実際に吉野川のそばを少し歩いたことから、第十堰阿呆水と呼ばれる吉野川の水害の歴史がだいぶ頭に入りました。

 

現地に行く前に読んだ資料もあるのですが頭の中を素通りしていく感じで、その地域の雰囲気を知ることでようやく少し理解できる感じです。

 

さて、Wikipediaの「吉野川」を読んでいたら、ヨハネス・デ・レーケの名前を見つけました。

「明治期の河川開発〜麻名用水と第十樋門〜」に、吉野川を視察したことが書かれています。

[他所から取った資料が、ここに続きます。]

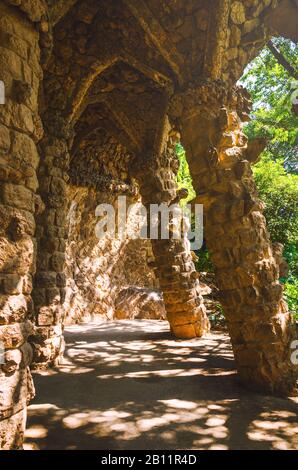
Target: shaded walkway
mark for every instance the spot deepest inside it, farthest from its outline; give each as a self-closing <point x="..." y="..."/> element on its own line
<point x="129" y="385"/>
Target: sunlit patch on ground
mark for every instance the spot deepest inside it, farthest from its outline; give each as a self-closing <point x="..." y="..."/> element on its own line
<point x="130" y="385"/>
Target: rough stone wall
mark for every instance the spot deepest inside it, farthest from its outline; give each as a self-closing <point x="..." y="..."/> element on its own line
<point x="116" y="66"/>
<point x="173" y="260"/>
<point x="98" y="270"/>
<point x="247" y="273"/>
<point x="20" y="130"/>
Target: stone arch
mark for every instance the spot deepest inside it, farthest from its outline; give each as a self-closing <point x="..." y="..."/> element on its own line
<point x="55" y="59"/>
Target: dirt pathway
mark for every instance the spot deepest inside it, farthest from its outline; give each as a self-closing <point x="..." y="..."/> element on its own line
<point x="129" y="385"/>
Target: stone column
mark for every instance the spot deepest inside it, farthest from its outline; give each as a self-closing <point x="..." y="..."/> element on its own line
<point x="20" y="130"/>
<point x="220" y="160"/>
<point x="173" y="260"/>
<point x="50" y="279"/>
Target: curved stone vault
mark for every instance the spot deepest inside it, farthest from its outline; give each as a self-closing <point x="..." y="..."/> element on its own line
<point x="98" y="93"/>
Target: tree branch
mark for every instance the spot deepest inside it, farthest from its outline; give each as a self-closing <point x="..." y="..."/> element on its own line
<point x="282" y="60"/>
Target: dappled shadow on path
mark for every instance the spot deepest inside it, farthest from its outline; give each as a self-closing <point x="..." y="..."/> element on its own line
<point x="130" y="385"/>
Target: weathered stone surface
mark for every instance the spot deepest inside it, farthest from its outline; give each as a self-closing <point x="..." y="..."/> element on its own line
<point x="93" y="104"/>
<point x="139" y="303"/>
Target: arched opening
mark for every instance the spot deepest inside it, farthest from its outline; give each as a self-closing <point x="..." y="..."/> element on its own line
<point x="100" y="117"/>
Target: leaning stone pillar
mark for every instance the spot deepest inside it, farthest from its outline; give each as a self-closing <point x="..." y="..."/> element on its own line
<point x="50" y="281"/>
<point x="20" y="130"/>
<point x="259" y="322"/>
<point x="174" y="266"/>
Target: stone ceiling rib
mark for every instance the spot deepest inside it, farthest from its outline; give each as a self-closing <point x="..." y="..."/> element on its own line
<point x="158" y="36"/>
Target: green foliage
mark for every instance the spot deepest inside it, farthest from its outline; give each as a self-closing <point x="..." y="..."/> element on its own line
<point x="272" y="88"/>
<point x="184" y="178"/>
<point x="279" y="191"/>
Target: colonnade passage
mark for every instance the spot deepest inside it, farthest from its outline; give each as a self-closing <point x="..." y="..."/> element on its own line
<point x="97" y="95"/>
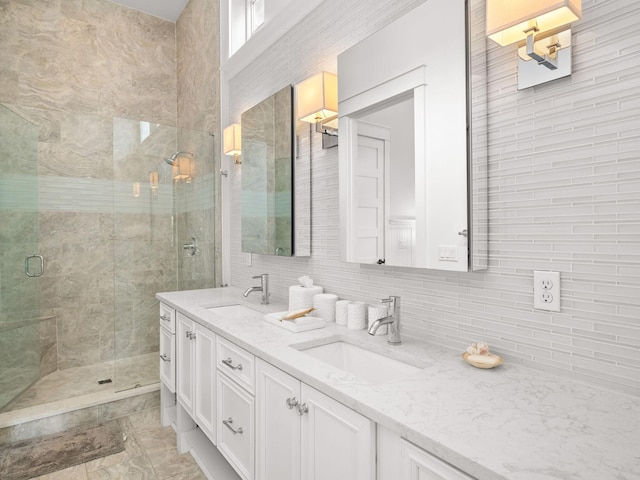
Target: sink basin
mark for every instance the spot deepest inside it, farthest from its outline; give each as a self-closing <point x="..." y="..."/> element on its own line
<point x="371" y="367"/>
<point x="233" y="310"/>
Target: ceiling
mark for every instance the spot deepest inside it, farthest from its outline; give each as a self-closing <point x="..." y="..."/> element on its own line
<point x="167" y="9"/>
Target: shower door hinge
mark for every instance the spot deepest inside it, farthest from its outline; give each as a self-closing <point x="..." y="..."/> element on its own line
<point x="27" y="270"/>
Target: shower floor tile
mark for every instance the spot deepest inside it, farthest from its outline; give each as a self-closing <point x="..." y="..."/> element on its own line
<point x="150" y="453"/>
<point x="73" y="382"/>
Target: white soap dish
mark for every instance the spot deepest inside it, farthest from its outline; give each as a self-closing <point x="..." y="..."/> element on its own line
<point x="301" y="324"/>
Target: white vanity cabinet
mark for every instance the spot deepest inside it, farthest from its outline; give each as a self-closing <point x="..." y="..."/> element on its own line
<point x="196" y="375"/>
<point x="301" y="434"/>
<point x="418" y="464"/>
<point x="236" y="422"/>
<point x="399" y="459"/>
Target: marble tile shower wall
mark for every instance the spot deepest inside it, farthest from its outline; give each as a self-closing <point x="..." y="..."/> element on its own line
<point x="70" y="68"/>
<point x="564" y="172"/>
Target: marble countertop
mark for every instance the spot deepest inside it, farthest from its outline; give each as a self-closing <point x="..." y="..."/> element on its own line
<point x="508" y="423"/>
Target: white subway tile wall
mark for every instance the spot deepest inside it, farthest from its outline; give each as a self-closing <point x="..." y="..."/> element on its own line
<point x="564" y="195"/>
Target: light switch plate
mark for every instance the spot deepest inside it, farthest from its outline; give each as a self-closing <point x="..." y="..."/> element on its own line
<point x="546" y="291"/>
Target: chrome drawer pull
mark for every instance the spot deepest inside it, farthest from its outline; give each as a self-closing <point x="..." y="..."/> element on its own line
<point x="302" y="409"/>
<point x="229" y="363"/>
<point x="228" y="423"/>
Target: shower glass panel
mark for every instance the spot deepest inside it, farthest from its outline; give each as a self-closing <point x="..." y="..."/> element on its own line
<point x="163" y="234"/>
<point x="20" y="322"/>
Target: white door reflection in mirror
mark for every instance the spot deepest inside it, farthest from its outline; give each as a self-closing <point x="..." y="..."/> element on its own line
<point x="370" y="198"/>
<point x="425" y="181"/>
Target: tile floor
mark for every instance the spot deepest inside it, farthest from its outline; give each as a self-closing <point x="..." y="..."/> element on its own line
<point x="150" y="453"/>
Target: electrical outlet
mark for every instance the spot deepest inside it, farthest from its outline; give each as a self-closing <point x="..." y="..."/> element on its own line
<point x="546" y="291"/>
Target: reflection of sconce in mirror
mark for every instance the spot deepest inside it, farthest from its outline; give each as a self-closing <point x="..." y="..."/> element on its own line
<point x="317" y="102"/>
<point x="545" y="54"/>
<point x="233" y="141"/>
<point x="182" y="167"/>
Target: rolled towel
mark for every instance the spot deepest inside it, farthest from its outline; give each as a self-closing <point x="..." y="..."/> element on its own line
<point x="325" y="305"/>
<point x="356" y="315"/>
<point x="302" y="297"/>
<point x="341" y="312"/>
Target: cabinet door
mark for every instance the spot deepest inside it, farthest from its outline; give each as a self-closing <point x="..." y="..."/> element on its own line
<point x="277" y="424"/>
<point x="184" y="362"/>
<point x="336" y="442"/>
<point x="236" y="423"/>
<point x="420" y="465"/>
<point x="167" y="359"/>
<point x="205" y="381"/>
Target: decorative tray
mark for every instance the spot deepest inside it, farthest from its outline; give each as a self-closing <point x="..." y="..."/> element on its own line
<point x="300" y="324"/>
<point x="491" y="362"/>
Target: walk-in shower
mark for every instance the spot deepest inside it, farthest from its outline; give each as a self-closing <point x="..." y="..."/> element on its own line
<point x="109" y="242"/>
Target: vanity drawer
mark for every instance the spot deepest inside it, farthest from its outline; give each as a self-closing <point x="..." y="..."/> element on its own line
<point x="236" y="426"/>
<point x="168" y="318"/>
<point x="167" y="359"/>
<point x="237" y="363"/>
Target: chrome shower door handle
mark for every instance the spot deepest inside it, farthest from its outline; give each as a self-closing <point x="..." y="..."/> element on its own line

明治期に入り近代河川技術が吉野川にも導入された。1884年明治17年)に全国の河川整備に携わったヨハニス・デ・レーケは吉野川を視察。翌1885年(明治18年)より旧内務省徳島県の共同事業として「吉野川改修工事事業」が着工した。だが1888年明治21年)7月の水害で流域は大きな被害を受け、原因を河川整備の不備・失策と見た住民は蜂起して工事事務所を襲撃し改修工事を中止に追い込んだ。この暴動を「覚円騒動」と呼び、以降河川改修は中断した。

 

 

農林水産省のホームページの「土地改良偉人伝〜水土里を拓いた人々」にヨハネス・デ・レーケの説明がありますが、それによると「1873年明治6年)から1903年明治36年)の30年間」日本に滞在していたようです。

自身が視察しおそらく計画にも携わった工事が住民の反対にあい中止された後も日本各地の治水や築港に携わっていたようです。

どのようにこの事態を受け止めていたのでしょう。当時、デ・レーケにもさまざまな批判や中傷があったのでしょうか。

 

デ・レーケが帰国して10年ほどで、吉野川の治水事業が再開されたようです。

大正時代に入ると「覚円騒動」で中断していた治水事業も復活。吉野川各地に水刎*水制であるケレップ水制が設置された。また、旧吉野川との分流点・第十堰付近には旧吉野川の洪水調整・河川維持用水を目的に1923年(大正12年)に第十堰樋門が建設された。当時日本一の樋門として吉野川の名所となり、多くの見物客が訪れた。その後1927年(昭和2年)に吉野川築堤は完成し第1期吉野川改修事業は終了した。この堤防はその後流域を襲った1934年(昭和9年)の室戸台風や1945年(昭和20年)の枕崎台風、さらには吉野川最大の出水となった1954年(昭和29年)の台風12号、1959年(昭和34年)の伊勢湾台風、1961年(昭和36年)の第2室戸台風においても破堤せず洪水防御に役立った。

(*引用者注:みずはね)

 

デ・レーケらが導入したケレップ水制が設置され、デ・レーケが亡くなる前年に吉野川左岸の第十堰樋門が建設されたようですが、母国にその便りは届いたのでしょうか。

さらに没後14年ほどで吉野川改修事業が完成したようです。

 

現在の未曾有の感染症の社会の混乱を見ていると、当時の工事事務所襲撃の状況もわかるような気がしてきました。

得体の知れない不安を受け止めきれないと人の関係は容易に分裂し、暴言や対立あるいは暴力へと向かいますね。

 

そして歴史の審判を知ることもなく世を去り、当時粛々と対応していた方々の功績というのは歴史の中に静かに静かにあるのだと。